Un nuevo estudio publicado por la revista The Lancet Neurology arroja nuevos resultados sobre el tratamiento con cenobamato en pacientes con episodios epilépticos de inicio parcial no controlados. En el mismo se concluye que las dosis de 100 mg, 200 mg y 400 mg de cenobamato al día aumentaban de forma significativa el control de las crisis epilépticas en pacientes que ingieren entre 1 y 3 fármacos antiepilépticos para combatir las crisis de inicio parcial, lo que contrasta con los resultados obtenidos de aquellos pacientes a los que se administró un placebo.

En palabras de Christian Brandt, director del departamento de epilepsia general en el centro de epilepsia Bethel en Alemania, “el estudio representa un punto de inflexión y un hito absoluto en lo que respecta al desarrollo de terapias para el tratamiento de la epilepsia en pacientes adultos con crisis de inicio parcial. Tanto los resultados, como nuestra experiencia durante los ensayos clínicos, invitan a pensar que el cenobamato puede desempeñar un papel fundamental en la eliminación del lastre que representan las crisis epilépticas para un elevado número de pacientes que se ven afectados por ellas, a pesar de recurrir a los tratamientos disponibles. Los resultados son muy alentadores para la mayoría de pacientes que padecen epilepsia focal no controlada”.

No obstante, por el momento, el proceso de evaluación del cenobamato corre a cargo de la Agencia de Administración de Alimentos y Medicamentos de los EE. UU. (FDA). Se espera que la agencia emita su veredicto el 21 de noviembre de 2019.

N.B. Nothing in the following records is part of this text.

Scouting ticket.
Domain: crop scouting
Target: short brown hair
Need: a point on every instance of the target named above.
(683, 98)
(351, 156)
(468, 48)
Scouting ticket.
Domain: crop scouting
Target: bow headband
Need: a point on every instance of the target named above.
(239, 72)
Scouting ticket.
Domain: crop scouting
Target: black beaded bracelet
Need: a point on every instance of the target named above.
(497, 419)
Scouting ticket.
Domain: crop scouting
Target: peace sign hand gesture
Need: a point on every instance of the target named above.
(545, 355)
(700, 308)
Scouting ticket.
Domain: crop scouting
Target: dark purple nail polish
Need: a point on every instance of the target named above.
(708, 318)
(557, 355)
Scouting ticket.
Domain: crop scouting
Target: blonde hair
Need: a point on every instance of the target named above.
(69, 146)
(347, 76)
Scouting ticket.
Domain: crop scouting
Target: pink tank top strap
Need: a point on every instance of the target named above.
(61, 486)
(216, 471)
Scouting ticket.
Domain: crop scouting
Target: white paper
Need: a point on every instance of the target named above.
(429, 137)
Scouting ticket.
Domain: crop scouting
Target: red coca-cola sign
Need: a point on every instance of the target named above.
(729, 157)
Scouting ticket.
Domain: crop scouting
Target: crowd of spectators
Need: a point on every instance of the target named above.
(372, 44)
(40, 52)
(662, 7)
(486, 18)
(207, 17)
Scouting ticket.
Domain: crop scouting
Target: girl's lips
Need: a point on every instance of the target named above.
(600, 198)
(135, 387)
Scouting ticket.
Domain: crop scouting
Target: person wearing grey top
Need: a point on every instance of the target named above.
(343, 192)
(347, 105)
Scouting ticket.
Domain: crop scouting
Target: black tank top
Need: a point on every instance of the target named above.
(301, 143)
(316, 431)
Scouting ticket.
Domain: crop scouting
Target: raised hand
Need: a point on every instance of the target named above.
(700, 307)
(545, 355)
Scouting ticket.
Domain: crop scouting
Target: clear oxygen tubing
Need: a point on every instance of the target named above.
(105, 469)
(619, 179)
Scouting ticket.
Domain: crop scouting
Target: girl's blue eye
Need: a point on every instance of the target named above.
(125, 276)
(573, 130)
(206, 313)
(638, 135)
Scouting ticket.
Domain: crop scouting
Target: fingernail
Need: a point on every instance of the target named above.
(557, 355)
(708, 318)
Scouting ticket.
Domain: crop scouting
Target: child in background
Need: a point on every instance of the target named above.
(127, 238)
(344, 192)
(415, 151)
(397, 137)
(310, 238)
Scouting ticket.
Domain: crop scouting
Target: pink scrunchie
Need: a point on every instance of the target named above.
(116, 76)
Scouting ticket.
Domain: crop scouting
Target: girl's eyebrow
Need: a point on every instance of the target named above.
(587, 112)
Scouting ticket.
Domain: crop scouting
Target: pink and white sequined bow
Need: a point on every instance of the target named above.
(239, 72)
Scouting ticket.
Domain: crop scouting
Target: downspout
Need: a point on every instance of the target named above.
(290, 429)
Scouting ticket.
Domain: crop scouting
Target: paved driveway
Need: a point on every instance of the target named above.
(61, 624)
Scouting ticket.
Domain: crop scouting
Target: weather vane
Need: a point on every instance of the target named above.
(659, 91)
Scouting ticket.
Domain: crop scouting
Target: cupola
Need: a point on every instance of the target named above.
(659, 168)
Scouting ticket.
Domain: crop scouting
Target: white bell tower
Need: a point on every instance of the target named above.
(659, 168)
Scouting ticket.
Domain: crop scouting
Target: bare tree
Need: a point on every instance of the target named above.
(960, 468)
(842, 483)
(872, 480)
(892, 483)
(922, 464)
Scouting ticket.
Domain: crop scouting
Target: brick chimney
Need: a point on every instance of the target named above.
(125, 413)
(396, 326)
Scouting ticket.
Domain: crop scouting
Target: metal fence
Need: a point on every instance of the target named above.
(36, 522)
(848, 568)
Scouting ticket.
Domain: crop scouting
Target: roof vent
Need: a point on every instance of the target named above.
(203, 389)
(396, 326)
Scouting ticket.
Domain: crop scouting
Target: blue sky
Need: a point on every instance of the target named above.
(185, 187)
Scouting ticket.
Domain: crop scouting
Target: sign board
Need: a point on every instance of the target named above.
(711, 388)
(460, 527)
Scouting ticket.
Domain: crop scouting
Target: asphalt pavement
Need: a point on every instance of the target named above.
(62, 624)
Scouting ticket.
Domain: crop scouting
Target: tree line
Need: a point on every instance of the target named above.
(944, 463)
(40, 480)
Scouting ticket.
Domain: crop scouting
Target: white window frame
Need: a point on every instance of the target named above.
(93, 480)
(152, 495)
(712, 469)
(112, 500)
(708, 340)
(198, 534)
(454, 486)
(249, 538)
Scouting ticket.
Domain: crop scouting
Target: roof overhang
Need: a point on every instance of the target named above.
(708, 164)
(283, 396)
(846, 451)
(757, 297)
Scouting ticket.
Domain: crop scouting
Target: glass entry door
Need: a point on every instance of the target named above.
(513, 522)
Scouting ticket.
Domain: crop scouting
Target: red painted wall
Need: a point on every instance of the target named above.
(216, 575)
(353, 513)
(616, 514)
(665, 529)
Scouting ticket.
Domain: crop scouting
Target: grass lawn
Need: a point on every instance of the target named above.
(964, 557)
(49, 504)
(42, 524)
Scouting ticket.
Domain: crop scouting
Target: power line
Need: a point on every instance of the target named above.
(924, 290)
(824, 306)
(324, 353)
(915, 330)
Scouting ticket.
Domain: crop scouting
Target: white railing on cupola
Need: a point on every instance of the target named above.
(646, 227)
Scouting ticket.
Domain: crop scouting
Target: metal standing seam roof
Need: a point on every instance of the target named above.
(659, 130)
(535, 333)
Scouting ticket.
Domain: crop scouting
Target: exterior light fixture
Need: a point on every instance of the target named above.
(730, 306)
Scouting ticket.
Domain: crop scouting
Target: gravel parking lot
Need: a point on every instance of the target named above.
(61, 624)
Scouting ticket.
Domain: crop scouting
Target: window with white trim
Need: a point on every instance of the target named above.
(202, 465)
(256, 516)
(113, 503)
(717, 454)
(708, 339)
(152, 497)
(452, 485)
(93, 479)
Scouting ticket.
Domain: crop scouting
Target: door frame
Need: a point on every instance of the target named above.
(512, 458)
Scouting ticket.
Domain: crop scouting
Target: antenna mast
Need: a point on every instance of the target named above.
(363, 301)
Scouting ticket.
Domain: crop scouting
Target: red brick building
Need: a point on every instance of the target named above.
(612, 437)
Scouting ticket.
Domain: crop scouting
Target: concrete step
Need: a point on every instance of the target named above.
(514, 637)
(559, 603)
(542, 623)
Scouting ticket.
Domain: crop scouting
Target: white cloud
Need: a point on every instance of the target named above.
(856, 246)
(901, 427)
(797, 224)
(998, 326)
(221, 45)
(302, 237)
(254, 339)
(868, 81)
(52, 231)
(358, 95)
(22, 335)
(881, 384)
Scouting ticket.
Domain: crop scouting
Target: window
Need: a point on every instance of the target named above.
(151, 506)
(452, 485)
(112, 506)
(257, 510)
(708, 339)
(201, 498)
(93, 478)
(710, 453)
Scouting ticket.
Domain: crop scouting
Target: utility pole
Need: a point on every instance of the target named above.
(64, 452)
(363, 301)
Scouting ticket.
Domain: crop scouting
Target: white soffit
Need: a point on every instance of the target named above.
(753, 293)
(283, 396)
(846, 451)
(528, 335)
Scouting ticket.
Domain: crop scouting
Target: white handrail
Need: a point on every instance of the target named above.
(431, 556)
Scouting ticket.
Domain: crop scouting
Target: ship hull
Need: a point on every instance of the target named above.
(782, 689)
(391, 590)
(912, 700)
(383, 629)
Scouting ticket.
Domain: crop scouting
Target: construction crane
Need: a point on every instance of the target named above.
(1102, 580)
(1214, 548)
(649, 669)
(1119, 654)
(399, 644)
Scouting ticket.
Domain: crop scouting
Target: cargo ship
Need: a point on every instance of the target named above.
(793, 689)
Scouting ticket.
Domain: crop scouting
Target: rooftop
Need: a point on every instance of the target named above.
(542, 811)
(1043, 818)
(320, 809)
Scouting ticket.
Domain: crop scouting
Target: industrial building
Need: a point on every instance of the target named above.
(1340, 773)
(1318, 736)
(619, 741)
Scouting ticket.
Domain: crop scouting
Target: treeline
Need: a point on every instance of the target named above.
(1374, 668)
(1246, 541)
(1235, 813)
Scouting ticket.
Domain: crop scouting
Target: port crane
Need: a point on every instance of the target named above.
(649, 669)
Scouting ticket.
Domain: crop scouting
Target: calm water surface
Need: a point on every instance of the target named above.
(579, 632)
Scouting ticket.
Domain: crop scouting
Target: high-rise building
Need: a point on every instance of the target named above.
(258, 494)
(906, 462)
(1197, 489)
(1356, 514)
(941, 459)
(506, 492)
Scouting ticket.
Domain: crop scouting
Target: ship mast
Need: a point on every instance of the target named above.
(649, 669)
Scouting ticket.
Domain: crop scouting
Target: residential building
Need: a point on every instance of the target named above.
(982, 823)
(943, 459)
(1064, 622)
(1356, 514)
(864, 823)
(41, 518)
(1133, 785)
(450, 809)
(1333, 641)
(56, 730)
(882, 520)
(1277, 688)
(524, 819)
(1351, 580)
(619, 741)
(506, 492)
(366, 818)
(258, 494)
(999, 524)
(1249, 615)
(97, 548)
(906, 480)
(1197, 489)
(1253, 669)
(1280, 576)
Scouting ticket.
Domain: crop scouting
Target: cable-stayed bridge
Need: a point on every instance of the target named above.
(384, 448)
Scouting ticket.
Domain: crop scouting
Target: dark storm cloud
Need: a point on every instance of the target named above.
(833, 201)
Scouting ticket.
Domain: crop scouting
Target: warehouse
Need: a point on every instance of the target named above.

Actualmente, existen seis millones de personas que padecen epilepsia en el territorio europeo. De los mismos,  aproximadamente el 40 por ciento de los adultos sufren episodios de epilepsia parcial  y carecen de un control adecuado de las convulsiones.

Datos concretos

En cuanto al desglose de los resultados del estudio, con independencia del volumen de la dosis, el cenobamato presentó tasas de respuesta más altas durante la fase de mantenimiento de 12 semanas, en comparación con el placebo. En los grupos a los que se administraron dosis de 100 mg, 200 mg y 400 mg, los índices de respuesta fueron del 40, 56 y 64 por ciento respectivamente, mientras que en aquellos a los que se proporcionó un placebo solo se alcanzó el 25 por ciento.

Por otra parte, de los pacientes que recibieron dosis de cenobamato de 100 mg, 200 mg y 400 mg, un 4, 11 y 21 por ciento respectivamente, no experimentaron ninguna crisis de inicio parcial, mientras que el porcentaje de los pacientes a los que se trató con un placebo durante la fase de mantenimiento no superó el 1 por ciento.

Por último, respecto a los efectos adversos, estos presentaron gravedad leve o moderada, y fueron similares a los que se observaron con otros FAE. Los más habituales comprendían somnolencia, mareos, cefaleas, fatiga y diplopia, y su aparición aumentaba en paralelo a la dosis. Se produjo un solo caso grave de reacción al fármaco con eosinofilia y síntomas sistémicos, en el grupo al que se administró la dosis de 200 mg de cenobamato.